Japanese Prime Minister Fumio Kishida pledged Thursday to establish rules to enhance the transparency of factions within his ruling Liberal Democratic Party following a political fundraising scandal involving its largest policy group.

Kishida said at a press conference that he is eager to strengthen the governance of the LDP by setting up a "political reform" panel led by him next week in an attempt to restore the public's trust in politics.

Later in the day, Kishida said former prime ministers, LDP Vice President Taro Aso and Yoshihide Suga, will join the panel as advisers.

Japanese Prime Minister Fumio Kishida holds a New Year press conference at his office in Tokyo on Jan. 4, 2024. (Kyodo)

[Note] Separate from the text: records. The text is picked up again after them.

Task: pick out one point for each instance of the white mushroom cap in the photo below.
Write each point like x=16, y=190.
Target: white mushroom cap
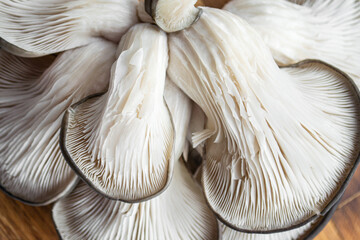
x=34, y=93
x=37, y=27
x=121, y=143
x=178, y=213
x=173, y=15
x=327, y=30
x=180, y=107
x=279, y=143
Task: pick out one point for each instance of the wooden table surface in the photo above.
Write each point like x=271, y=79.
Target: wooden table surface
x=21, y=222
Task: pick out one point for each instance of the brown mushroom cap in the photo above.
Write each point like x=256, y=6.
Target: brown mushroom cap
x=36, y=28
x=121, y=143
x=34, y=93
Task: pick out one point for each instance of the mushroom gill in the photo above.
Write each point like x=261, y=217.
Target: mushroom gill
x=121, y=142
x=279, y=143
x=37, y=27
x=178, y=213
x=173, y=15
x=34, y=93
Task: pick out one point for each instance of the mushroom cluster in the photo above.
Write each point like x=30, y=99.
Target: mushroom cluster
x=180, y=121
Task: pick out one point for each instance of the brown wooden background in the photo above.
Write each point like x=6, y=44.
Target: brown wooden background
x=22, y=222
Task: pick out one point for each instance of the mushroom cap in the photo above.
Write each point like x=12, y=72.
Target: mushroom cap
x=280, y=144
x=178, y=213
x=34, y=93
x=298, y=30
x=180, y=107
x=37, y=27
x=121, y=143
x=308, y=231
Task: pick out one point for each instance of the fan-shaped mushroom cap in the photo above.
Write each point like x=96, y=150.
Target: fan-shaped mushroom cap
x=178, y=213
x=34, y=93
x=37, y=27
x=121, y=142
x=280, y=143
x=173, y=15
x=180, y=109
x=327, y=30
x=307, y=231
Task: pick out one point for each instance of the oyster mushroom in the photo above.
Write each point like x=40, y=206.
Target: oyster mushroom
x=308, y=231
x=173, y=15
x=121, y=143
x=36, y=28
x=34, y=93
x=180, y=107
x=298, y=30
x=280, y=144
x=178, y=213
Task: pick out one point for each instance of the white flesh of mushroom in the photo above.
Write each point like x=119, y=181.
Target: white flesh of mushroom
x=279, y=143
x=34, y=93
x=180, y=108
x=327, y=30
x=230, y=234
x=41, y=27
x=178, y=213
x=122, y=142
x=174, y=15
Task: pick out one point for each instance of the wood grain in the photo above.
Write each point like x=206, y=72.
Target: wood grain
x=21, y=222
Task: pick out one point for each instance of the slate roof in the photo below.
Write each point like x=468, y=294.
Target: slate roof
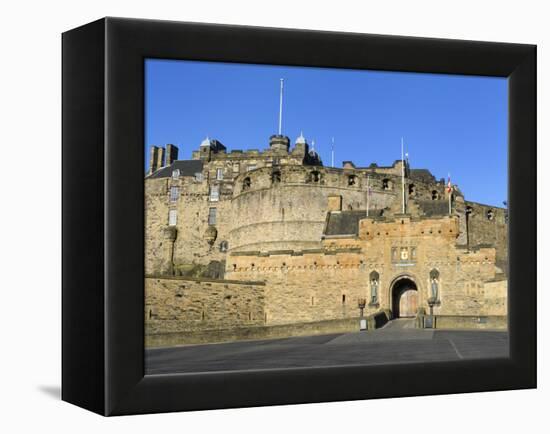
x=344, y=222
x=186, y=168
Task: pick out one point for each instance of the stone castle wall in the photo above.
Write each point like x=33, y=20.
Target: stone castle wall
x=313, y=286
x=269, y=242
x=176, y=305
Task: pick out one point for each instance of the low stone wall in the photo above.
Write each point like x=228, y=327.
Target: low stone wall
x=178, y=304
x=265, y=332
x=471, y=322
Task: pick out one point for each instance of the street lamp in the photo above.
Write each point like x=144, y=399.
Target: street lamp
x=361, y=303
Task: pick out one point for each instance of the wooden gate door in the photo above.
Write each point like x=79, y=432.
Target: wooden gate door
x=408, y=303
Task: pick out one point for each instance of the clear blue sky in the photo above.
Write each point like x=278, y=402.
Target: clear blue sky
x=450, y=123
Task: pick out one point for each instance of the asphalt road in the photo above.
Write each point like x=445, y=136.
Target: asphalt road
x=397, y=342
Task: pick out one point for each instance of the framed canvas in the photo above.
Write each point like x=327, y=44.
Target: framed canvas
x=250, y=277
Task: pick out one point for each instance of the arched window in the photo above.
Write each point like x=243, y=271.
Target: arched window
x=314, y=176
x=224, y=245
x=374, y=284
x=434, y=285
x=276, y=177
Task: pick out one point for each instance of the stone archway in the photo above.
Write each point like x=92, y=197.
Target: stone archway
x=404, y=296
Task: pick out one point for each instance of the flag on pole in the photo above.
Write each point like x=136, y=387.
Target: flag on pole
x=449, y=190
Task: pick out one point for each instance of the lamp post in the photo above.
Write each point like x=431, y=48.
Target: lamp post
x=361, y=303
x=429, y=323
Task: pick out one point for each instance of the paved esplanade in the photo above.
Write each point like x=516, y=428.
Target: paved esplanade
x=397, y=342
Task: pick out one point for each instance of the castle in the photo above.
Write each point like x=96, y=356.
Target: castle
x=246, y=244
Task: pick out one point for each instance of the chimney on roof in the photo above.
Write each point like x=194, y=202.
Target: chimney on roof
x=160, y=158
x=171, y=154
x=153, y=159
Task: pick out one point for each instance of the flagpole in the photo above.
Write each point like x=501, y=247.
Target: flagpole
x=403, y=175
x=281, y=108
x=449, y=188
x=368, y=194
x=332, y=152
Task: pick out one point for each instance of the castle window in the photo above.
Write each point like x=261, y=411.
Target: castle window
x=214, y=193
x=314, y=176
x=434, y=285
x=212, y=216
x=224, y=245
x=174, y=194
x=374, y=284
x=172, y=217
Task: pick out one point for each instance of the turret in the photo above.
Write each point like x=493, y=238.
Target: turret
x=279, y=143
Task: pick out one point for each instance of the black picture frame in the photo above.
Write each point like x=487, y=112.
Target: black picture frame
x=103, y=215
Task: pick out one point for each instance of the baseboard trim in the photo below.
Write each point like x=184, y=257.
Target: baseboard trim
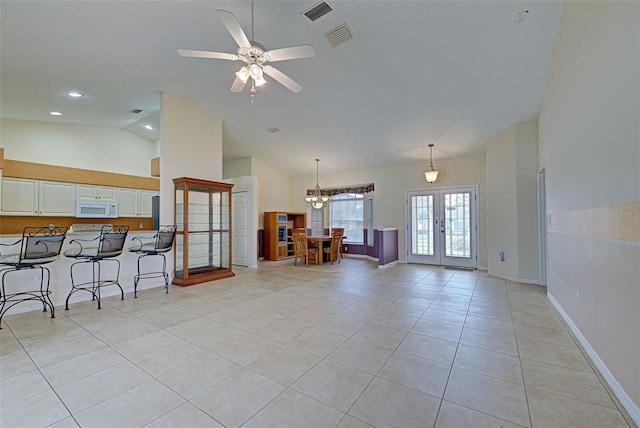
x=513, y=279
x=632, y=409
x=388, y=265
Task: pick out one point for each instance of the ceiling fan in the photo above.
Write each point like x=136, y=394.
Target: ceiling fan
x=254, y=55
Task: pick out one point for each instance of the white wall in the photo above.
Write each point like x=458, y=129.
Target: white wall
x=391, y=183
x=191, y=146
x=237, y=168
x=77, y=146
x=275, y=189
x=512, y=158
x=590, y=143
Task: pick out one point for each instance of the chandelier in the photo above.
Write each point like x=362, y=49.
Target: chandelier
x=317, y=201
x=431, y=174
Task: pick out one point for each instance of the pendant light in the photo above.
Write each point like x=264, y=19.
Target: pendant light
x=431, y=174
x=317, y=201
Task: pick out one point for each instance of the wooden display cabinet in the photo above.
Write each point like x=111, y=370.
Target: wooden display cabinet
x=277, y=233
x=203, y=236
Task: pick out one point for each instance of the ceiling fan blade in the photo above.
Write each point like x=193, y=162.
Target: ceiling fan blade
x=238, y=85
x=207, y=54
x=285, y=80
x=294, y=52
x=229, y=20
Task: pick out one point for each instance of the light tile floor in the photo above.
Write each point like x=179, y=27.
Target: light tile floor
x=346, y=345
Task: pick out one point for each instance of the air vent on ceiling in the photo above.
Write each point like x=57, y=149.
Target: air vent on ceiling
x=318, y=11
x=339, y=35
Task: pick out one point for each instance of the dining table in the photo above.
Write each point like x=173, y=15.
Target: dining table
x=317, y=242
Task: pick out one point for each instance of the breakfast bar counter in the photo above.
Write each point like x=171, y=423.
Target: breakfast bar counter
x=60, y=279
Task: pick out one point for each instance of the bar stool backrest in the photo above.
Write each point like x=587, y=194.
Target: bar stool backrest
x=112, y=240
x=40, y=244
x=165, y=237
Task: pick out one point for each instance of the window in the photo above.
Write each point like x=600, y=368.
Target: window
x=347, y=211
x=317, y=222
x=370, y=221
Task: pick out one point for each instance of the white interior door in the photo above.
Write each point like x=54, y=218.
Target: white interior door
x=441, y=227
x=239, y=215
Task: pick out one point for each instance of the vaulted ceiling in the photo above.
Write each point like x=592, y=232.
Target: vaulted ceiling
x=451, y=73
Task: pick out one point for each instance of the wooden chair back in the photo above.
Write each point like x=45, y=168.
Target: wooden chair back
x=334, y=249
x=301, y=247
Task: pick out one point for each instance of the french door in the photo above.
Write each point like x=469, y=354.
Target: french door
x=441, y=227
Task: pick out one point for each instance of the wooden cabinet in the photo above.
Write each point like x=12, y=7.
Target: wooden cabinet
x=203, y=237
x=277, y=233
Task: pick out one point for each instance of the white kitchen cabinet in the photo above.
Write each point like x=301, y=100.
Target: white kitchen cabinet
x=145, y=202
x=135, y=202
x=90, y=191
x=19, y=196
x=56, y=199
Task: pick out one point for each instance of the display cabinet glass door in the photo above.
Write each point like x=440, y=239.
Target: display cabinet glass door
x=203, y=241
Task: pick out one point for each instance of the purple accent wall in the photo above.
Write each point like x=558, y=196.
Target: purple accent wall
x=386, y=245
x=260, y=243
x=359, y=249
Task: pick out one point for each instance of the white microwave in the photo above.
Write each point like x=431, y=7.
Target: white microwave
x=96, y=208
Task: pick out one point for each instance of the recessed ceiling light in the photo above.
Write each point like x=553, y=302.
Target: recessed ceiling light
x=521, y=16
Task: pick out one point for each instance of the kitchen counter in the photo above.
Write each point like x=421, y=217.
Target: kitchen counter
x=60, y=282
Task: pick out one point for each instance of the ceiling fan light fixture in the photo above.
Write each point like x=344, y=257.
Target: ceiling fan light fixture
x=255, y=71
x=243, y=74
x=260, y=81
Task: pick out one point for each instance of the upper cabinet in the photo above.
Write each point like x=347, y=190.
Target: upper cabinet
x=91, y=191
x=135, y=202
x=56, y=199
x=19, y=196
x=26, y=197
x=33, y=197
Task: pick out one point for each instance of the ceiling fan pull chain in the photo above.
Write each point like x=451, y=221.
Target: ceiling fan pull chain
x=253, y=90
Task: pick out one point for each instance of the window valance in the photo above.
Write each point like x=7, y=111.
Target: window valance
x=360, y=188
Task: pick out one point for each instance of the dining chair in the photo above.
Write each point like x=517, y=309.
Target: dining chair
x=108, y=245
x=333, y=251
x=156, y=245
x=38, y=246
x=301, y=248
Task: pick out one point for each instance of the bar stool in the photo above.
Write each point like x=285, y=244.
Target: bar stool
x=109, y=246
x=162, y=243
x=38, y=246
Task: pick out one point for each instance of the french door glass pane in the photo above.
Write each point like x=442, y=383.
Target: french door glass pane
x=457, y=221
x=422, y=225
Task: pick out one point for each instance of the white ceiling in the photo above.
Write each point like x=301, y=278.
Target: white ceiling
x=452, y=73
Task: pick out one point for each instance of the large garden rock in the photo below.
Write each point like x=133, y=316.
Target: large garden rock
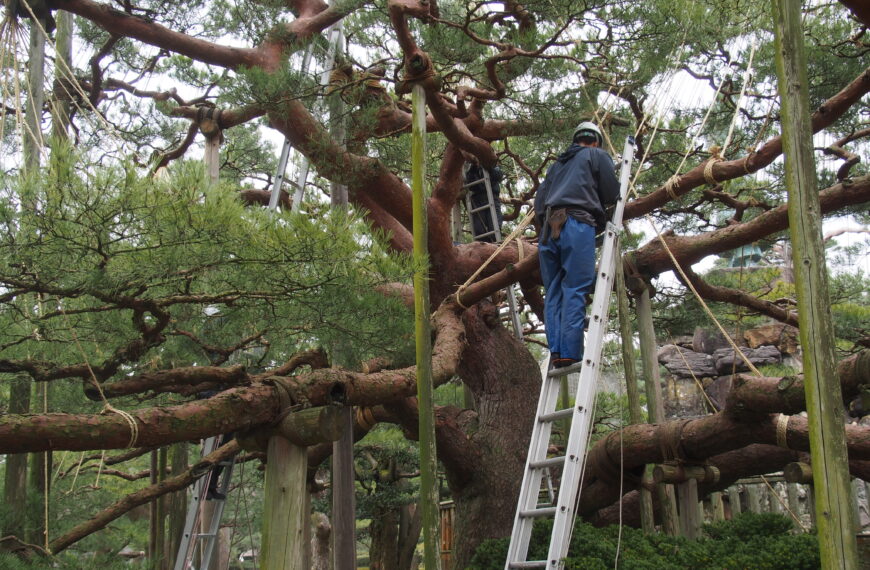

His remarks come as the LDP's biggest faction, formerly headed by slain Prime Minister Shinzo Abe, is alleged to have created slush funds by failing to declare hundreds of millions of yen in revenue from fundraising parties in its political funding reports.

Senior members of the faction, such as former Chief Cabinet Secretary Hirokazu Matsuno, have already been questioned amid allegations that lawmakers within the group have used slush funds for activities related to elections or promotions.

The political funds control law requires an accountant to submit a report on income and expenditures. A failure to report can be punishable by imprisonment for up to five years or a fine of up to 1 million yen.

Kishida said at the news conference that if necessary, his government will consider revising the legislation, which has often been criticized for containing loopholes enabling lawmakers to generate slush funds.

The latest scandal was ignited by a criminal complaint alleging that five of the LDP's factions, including one led until recently by Kishida, underreported fundraising party revenues.

Prosecutors suspect the Abe faction returned a portion of fundraising party revenues that its members raised from ticket sales, investigative sources said. The amount is believed to have totaled more than 500 million yen ($3.5 million) over five years through 2022.

The total amount of money that individual lawmakers of the Abe faction put in their pockets after selling party tickets above their quotas reached at least around 80 million yen over five years from 2018, the sources added.

The approval ratings for Kishida's Cabinet have plunged to their lowest levels since it was launched in October 2021, as the funds scandal increases political distrust among the public.

Kishida, who headed the fourth-largest faction within the LDP, has expressed his willingness to be reelected as the leader of the ruling party and the prime minister by winning its next presidential race scheduled to be held in September.

On Thursday, Kishida declined to comment on the presidential election, only saying, "I will devote myself to tackling issues that cannot be postponed and I do not think about anything else."

Initially, Kishida had planned to hold a press conference in Mie Prefecture after visiting the Ise Jingu shrine, but he cancelled the trip after the magnitude-7.6 earthquake struck the Noto Peninsula and its vicinity on the Sea of Japan coast on Monday.